The lawsuits have been filed by the attorneys general of Florida, Delaware and North Carolina and several other states.
Will $26.4 Billion Cover the Cost of the Opioid Epidemic?
Not even close. A report from CNN estimated the entire cost of mopping up this epidemic at $2.15 TRILLION.
Why so much? Because of the multitude of services needed to restore all the lives damaged by drugs, protect the children and prevent future addictions.
To get a little more perspective on the costs, the State of Oklahoma went to trial in 2019 to obtain compensation from Johnson & Johnson for the costs of opioid addiction in the state. They asked for $17.5 billion to foot the bill for all the services that would be needed over a thirty-year period.

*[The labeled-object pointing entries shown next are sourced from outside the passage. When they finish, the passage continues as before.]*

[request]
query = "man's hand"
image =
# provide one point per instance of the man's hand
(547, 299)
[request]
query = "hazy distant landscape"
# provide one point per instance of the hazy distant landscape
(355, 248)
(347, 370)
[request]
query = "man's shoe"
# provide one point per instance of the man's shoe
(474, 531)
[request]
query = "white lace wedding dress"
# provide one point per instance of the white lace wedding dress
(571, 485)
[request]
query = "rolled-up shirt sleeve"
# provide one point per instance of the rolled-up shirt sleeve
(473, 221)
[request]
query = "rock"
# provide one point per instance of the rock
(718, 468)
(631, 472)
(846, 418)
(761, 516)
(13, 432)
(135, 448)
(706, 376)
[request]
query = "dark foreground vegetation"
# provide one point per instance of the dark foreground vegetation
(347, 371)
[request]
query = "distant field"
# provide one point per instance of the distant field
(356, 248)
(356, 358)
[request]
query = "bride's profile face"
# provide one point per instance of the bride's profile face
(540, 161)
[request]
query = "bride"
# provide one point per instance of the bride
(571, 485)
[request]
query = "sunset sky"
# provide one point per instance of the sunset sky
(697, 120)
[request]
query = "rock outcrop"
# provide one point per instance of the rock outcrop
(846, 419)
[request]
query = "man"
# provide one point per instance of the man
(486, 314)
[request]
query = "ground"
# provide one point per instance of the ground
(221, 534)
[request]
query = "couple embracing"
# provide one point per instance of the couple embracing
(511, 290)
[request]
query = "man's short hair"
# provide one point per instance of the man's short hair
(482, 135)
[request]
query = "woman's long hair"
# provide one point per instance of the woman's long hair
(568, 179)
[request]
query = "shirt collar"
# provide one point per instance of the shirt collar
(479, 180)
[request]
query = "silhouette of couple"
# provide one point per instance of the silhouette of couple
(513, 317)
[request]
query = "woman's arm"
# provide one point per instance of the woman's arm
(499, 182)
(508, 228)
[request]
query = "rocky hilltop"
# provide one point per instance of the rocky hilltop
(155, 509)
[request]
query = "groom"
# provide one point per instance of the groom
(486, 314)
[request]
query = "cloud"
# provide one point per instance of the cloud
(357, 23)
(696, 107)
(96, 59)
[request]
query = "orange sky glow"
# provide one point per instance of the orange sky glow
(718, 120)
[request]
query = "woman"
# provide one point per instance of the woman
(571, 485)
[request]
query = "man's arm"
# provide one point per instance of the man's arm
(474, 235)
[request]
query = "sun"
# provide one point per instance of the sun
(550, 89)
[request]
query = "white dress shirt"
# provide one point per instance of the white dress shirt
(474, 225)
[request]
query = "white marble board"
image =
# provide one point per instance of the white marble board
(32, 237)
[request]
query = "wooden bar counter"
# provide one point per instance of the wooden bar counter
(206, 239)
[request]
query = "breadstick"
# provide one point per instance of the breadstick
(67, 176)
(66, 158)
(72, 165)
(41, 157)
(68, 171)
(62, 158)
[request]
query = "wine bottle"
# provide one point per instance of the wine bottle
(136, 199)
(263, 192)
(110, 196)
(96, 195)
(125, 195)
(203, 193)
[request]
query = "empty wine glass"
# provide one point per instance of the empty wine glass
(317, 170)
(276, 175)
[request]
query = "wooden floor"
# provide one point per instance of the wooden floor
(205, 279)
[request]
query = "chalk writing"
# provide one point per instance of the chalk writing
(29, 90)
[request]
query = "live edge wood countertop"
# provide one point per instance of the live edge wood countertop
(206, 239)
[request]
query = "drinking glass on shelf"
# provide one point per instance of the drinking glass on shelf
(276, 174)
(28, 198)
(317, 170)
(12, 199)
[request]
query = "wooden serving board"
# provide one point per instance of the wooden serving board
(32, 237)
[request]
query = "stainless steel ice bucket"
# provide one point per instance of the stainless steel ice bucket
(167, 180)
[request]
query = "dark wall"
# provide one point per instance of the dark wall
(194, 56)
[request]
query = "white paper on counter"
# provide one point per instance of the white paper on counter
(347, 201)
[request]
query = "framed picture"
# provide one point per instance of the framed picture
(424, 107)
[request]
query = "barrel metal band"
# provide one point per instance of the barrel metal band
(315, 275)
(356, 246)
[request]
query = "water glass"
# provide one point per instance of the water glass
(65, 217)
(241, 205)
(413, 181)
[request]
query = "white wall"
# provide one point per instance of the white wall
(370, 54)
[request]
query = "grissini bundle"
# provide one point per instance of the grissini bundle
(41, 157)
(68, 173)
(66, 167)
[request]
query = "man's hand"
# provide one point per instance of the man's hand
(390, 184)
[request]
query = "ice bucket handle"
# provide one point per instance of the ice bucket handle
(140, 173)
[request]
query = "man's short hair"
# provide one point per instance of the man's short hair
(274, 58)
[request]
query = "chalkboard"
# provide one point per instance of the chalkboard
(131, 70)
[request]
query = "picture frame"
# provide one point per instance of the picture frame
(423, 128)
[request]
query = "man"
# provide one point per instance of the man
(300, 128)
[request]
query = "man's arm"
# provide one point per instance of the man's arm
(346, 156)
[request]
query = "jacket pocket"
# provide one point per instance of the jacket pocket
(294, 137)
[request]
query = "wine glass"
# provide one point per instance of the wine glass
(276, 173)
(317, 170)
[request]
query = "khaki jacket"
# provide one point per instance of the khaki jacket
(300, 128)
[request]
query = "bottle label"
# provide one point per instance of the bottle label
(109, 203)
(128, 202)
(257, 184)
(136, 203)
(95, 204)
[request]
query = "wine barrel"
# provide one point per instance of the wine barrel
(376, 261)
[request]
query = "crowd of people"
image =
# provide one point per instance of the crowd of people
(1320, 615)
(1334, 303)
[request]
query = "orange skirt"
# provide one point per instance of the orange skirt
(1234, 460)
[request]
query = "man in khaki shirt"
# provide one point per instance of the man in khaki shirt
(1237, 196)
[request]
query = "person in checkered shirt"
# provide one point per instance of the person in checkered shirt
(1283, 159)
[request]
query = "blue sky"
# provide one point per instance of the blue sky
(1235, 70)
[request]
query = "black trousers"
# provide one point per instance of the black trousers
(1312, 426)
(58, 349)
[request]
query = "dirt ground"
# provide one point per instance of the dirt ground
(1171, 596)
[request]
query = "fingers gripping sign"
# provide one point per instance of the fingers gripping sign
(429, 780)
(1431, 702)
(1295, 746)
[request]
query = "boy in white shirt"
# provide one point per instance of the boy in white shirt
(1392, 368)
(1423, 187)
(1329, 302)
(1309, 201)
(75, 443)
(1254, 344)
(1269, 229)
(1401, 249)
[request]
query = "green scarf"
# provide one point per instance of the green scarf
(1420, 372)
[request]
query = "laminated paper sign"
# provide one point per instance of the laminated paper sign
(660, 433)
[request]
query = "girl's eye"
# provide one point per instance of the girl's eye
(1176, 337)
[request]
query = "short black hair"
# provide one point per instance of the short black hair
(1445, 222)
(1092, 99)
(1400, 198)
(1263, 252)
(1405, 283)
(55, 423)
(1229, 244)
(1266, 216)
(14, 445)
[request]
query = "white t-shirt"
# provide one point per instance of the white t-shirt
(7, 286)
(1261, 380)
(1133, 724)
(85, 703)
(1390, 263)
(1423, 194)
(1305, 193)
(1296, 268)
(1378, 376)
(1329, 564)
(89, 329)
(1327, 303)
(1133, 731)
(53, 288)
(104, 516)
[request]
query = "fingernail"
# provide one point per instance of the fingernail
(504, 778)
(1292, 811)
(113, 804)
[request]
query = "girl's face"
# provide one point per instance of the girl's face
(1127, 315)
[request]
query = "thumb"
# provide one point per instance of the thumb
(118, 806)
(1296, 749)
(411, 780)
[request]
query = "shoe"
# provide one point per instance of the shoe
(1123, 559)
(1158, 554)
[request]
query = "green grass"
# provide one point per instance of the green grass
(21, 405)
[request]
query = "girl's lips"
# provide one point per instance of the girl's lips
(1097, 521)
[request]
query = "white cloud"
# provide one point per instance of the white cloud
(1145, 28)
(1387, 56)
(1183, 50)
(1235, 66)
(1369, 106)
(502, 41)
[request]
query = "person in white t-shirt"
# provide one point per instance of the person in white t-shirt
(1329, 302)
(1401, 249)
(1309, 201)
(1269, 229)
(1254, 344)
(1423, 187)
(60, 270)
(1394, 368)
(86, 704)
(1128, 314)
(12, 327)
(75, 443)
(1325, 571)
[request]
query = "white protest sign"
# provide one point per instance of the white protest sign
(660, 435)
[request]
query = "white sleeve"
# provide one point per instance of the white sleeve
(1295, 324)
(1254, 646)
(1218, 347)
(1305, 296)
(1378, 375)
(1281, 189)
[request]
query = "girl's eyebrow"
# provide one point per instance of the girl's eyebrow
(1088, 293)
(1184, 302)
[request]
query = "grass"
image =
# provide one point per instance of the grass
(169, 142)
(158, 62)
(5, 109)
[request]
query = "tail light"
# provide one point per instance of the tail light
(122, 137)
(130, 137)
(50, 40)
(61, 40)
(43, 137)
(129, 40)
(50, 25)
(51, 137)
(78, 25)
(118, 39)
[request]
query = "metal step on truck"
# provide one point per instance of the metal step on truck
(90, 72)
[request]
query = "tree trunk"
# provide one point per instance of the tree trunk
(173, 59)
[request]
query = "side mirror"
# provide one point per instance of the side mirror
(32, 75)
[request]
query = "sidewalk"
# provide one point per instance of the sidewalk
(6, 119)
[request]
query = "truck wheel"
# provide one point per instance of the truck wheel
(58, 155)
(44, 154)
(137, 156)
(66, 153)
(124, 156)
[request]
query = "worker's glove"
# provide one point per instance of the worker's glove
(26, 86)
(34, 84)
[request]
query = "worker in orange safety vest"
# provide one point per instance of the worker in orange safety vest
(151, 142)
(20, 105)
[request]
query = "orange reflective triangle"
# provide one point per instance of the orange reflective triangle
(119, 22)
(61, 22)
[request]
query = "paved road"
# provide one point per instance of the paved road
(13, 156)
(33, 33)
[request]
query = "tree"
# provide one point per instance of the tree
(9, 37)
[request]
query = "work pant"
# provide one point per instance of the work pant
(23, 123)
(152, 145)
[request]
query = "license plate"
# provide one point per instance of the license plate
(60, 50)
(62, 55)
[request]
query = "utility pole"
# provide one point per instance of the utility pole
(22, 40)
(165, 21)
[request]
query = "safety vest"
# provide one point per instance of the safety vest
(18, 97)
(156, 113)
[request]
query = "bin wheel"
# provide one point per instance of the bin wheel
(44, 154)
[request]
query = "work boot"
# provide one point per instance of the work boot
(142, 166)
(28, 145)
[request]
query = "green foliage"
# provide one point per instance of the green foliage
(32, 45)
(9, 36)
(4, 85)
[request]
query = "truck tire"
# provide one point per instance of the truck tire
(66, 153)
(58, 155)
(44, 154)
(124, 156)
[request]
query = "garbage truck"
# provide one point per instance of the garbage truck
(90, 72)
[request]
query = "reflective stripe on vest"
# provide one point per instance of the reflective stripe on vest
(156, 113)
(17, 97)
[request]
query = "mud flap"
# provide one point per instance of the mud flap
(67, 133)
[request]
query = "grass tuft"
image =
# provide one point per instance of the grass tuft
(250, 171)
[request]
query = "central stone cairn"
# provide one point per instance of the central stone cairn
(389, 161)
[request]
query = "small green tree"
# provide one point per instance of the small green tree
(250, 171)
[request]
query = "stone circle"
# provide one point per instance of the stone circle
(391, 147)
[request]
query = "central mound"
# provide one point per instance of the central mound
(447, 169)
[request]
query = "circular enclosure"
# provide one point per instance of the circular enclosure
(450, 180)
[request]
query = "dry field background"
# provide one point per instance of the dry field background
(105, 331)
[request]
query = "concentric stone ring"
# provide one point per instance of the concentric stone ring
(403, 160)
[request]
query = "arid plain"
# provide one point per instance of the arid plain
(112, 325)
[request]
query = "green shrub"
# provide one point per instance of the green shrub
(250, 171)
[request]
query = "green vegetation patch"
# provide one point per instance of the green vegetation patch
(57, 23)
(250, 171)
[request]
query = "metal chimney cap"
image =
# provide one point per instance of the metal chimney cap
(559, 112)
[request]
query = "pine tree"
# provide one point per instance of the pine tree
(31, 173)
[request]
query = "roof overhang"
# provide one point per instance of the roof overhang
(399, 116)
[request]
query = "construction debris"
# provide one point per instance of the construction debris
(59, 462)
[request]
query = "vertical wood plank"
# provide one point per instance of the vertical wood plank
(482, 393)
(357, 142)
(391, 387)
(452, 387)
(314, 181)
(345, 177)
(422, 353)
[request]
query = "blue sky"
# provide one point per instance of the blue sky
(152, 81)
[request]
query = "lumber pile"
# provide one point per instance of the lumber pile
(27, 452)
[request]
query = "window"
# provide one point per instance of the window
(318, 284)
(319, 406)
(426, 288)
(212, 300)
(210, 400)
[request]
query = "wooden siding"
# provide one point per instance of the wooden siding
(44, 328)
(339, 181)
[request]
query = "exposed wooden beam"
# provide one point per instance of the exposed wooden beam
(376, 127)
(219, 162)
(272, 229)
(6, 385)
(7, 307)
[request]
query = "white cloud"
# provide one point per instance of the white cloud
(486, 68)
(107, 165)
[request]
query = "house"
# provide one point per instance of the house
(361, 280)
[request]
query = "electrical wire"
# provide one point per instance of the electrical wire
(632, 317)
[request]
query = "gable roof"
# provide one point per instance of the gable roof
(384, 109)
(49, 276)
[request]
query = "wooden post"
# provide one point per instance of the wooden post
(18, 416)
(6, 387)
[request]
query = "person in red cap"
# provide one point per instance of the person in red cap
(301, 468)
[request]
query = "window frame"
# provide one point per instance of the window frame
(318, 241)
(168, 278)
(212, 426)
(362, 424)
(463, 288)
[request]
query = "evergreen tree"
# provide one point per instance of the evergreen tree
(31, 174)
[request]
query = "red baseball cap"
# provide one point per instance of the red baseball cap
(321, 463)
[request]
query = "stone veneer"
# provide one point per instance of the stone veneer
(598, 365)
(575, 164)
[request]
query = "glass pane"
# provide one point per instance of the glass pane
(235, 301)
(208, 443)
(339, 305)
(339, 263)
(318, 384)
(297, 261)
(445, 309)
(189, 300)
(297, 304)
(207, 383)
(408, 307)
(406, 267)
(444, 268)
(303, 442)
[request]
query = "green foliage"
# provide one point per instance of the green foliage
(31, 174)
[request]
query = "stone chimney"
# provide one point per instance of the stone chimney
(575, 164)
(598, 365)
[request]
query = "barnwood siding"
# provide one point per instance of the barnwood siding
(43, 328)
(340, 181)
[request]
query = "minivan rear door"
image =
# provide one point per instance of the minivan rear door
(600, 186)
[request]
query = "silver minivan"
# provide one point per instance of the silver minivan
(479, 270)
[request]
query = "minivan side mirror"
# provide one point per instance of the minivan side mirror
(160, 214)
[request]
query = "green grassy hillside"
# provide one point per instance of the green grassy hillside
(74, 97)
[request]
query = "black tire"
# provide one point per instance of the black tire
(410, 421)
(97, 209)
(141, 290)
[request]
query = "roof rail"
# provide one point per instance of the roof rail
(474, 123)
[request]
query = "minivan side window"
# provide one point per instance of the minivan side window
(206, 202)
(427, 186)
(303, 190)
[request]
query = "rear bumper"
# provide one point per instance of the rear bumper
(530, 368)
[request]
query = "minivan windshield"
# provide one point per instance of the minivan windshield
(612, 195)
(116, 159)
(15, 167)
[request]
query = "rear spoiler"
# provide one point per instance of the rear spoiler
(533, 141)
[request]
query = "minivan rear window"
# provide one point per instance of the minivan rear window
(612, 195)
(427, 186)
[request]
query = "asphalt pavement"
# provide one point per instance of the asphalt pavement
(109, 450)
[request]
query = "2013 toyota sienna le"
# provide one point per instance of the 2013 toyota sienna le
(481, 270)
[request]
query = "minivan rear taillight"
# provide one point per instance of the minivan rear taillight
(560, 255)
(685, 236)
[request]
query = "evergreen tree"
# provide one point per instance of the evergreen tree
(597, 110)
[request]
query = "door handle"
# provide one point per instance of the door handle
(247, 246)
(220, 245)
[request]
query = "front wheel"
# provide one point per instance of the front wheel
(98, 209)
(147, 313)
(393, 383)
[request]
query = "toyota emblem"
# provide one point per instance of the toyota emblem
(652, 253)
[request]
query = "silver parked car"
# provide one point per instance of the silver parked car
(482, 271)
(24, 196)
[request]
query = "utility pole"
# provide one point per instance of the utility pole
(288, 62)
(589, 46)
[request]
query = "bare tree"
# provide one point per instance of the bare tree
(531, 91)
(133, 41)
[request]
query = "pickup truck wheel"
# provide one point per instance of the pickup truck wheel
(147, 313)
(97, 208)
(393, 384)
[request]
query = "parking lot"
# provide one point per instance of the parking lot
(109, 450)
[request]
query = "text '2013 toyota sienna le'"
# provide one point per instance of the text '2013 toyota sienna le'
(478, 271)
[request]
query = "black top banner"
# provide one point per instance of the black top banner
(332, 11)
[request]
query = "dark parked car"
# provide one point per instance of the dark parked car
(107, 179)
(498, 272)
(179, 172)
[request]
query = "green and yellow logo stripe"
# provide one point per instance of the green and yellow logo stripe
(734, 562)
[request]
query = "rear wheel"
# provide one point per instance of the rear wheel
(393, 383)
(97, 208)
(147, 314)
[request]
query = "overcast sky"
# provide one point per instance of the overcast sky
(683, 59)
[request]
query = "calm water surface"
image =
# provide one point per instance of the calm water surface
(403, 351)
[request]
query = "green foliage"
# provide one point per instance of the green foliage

This plan includes provisions like these:
- Adult addiction treatment services
- Halfway houses
- Addiction mental helpline
- Drug disposal systems
- Technical assistance to provide training
- Annual conference to discuss best practices
- Expansion of drug courts
- School education programs
- Training for counselors and teachers
- Training for doctors and nurses
- Naloxone (opioid antidote) distribution program
- Transportation service for drug treatment visits
- Screening and treatment for pregnant women
What About the Loved Ones We’ve Lost?
So far, we’ve talked about the dollar amounts being requested to address the problem of opioid addiction. What about the cost in lives?
No review of this situation would be fair or just if we didn’t take several moments to pause and consider those who lost their lives and the millions of others who loved them.
Since 1999, more than 750,000 people have died from drug overdoses—the equivalent of wiping out the City of Seattle over a twenty-year period. While the specifics on the drugs causing these deaths have shifted over the years, in recent times, more than 80% of drug overdose deaths involved one or more opioid drug. Perhaps it is 100% appropriate that those who profited from the sales of these drugs should foot the bill to clean up the wrecked lives that were the result.